A new study on abject poverty is challenging how the developed world delivers foreign aid.
It says that trying to reduce poverty simply by increasing trade is, with a very few exceptions, slow and inefficient — exactly what free traders say they abhor. Seen against the backdrop of this study, the recent speeches of world leaders applauding trade as the solution to global poverty become little more than self-serving justifications for increasing globalization without change.
The speeches include that of Prime Minister Jean Chretien at last month’s United Nations Conference in Monterrey, Mexico, where he announced a piddling increase in Canada’s foreign aid budget.
It also includes speeches by business leaders at the 2002 World Economic Forum in New York in February, and an endless succession of speeches by the heads of the World Trade Organization and the World Bank.
The study was prepared for the University of London (England) School of Oriental and African Studies (“Redistribution Matters: Growth for Poverty Reduction,” SOAS Dept. of Economics Working Papers, No. 99, Jan. 2002, by Hulya Dagdeviren [University of Hertfordshire], Rolph van der Hoeven [International Labour Organization], and John Weeks [SOAS]).
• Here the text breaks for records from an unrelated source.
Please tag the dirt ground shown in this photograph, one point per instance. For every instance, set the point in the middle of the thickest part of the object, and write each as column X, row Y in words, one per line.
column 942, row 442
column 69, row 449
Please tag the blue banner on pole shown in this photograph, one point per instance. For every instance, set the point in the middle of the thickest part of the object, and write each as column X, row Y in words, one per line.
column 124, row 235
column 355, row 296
It says that for almost all impoverished nations, redistribution of income will reduce abject poverty roughly three times faster and more effectively than waiting for the trickle down of benefits from increased trade.
The exception is the very few countries where more than half the citizens are below the poverty line. In their cases, things are so bad that any increase in trade will immediately benefit everyone.
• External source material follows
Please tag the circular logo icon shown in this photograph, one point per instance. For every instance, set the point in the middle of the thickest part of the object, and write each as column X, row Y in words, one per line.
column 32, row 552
For the great majority of poor countries, however, the fact that them-as-has-gets seriously delays the delivery of trade benefits to the poor. They have to wait as the well-to-do cream off their excessive shares before they get to see significant improvements.
With redistribution, the poor see benefits immediately, and although the study doesn’t say so explicitly, speed is important if the world is going to meet its target of cutting in half by 2015 the 1.3 billion people now living in abject poverty.
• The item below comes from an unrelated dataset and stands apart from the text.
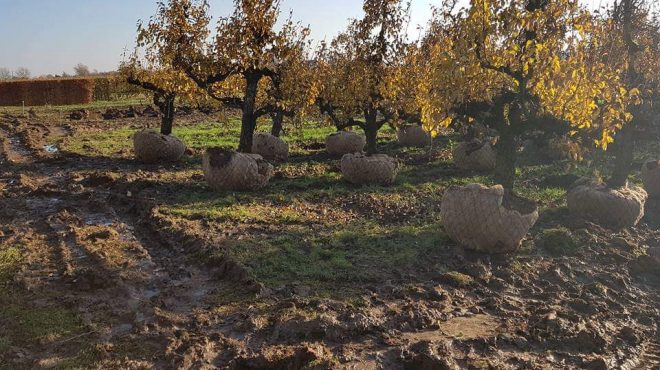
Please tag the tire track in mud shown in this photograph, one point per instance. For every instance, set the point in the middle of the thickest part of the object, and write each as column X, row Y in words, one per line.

The U.N. defines abject poverty as existing on less than $1 a day (U.S.), or about $1.58 (Can.).
The most direct way to redistribute income, the study says, is to change tax rates to impose higher taxes on the rich, lower taxes on those with modest incomes, and to use surplus funds to provide services to the poor.
The study acknowledges, however, that changing existing incomes by shifting tax rates would be politically difficult in many countries. One alternative, it suggests, is to distribute the benefits of increased trade (growth in per capita income) evenly across all income sectors. In other words, ensure that those in abject poverty share the increase on an equal basis with everyone else.
What I found most compelling in the study was the observation that redistribution of income does not necessarily mean that money needs to be transferred directly to the poor. Building schools, hiring teachers, providing textbooks and computers, improving health services — all these initiatives would be the equivalent of shifting money to the poor. And, by far, the greatest needs of the poor are for education and health services if they are going to improve their lot.
This observation solves what, for me, would have been a difficult dilemma. I think it would smack too much of meddling for the Canadian government to say to poor countries, we will only give you foreign aid if you redistribute income.
But it would be quite a different matter to focus foreign aid on education and health. It would also be easier for Ottawa to monitor, ensuring that what it wanted to deliver, got delivered.
And since the study says focusing aid this way will help pull people out of poverty three times faster than providing money for such things as roads and commercial endeavours, adopting this approach would make eminent sense — especially since reducing poverty helps not only the poor: it helps to resolve just about every other global problem we’ve got.